The doctor feels window ACs are better in this regard than centralised ACs. She recommends that offices which have centralised cooling systems keep doors and windows open so that employees can get fresh air,” she points out.

Dr Srivatsa Lokeshwaran, consultant, Interventional Pulmonology, Aster CMI Hospital, agrees that air conditioning is a major concern. He stresses that ACs must be maintained as per the guidelines given by the Indian Society of Heating, Refrigerating and Air conditioning Engineers.

“A temperature between 24 to 30 degrees, and relative humidity of 40 to 70 per cent should be maintained. Also, air ducts must be subjected to more stringent inspection and cleaning by maintenance engineers. Recirculation of air must be avoided,” he advises.

Saying that malls should restrict the number of visitors and set up provisions to ensure that adequate social distancing is maintained, he also stresses the importance of regular and frequent sanitisation of floors and escalator buttons. “Needless to say, contactless thermometers must be the norm at every entrance”, he cautions.

K. Sreedhar Reddy, managing director, Apurupa Infrastructures Pvt.

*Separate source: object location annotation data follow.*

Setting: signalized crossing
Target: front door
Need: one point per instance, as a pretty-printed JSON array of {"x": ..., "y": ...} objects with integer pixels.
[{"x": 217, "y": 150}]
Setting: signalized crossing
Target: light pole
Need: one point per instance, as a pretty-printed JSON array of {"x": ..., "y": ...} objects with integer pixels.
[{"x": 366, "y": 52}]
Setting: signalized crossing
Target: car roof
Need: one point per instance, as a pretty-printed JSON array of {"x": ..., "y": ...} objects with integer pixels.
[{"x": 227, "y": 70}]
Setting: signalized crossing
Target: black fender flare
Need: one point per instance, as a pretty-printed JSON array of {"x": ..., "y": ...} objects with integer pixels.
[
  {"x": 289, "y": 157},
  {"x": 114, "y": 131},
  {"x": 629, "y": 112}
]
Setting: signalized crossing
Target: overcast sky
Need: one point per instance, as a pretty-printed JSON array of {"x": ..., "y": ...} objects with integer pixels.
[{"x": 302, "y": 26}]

Ltd., and treasurer Telangana Real Estate Developers Association (TREDA), emphasises the importance of proper air filtration in malls. He feels ACs should be put through a trial run before the opening of commercials spaces to ensure the safety of visitors. “We have to do air quality tests when we do the test runs. If it’s an existing facility, it is better to get the whole system serviced and set the humidity and temperature controls,” he says.

Thermal guns, sanitisers, mask and gloves will be part of the new order of the day at malls.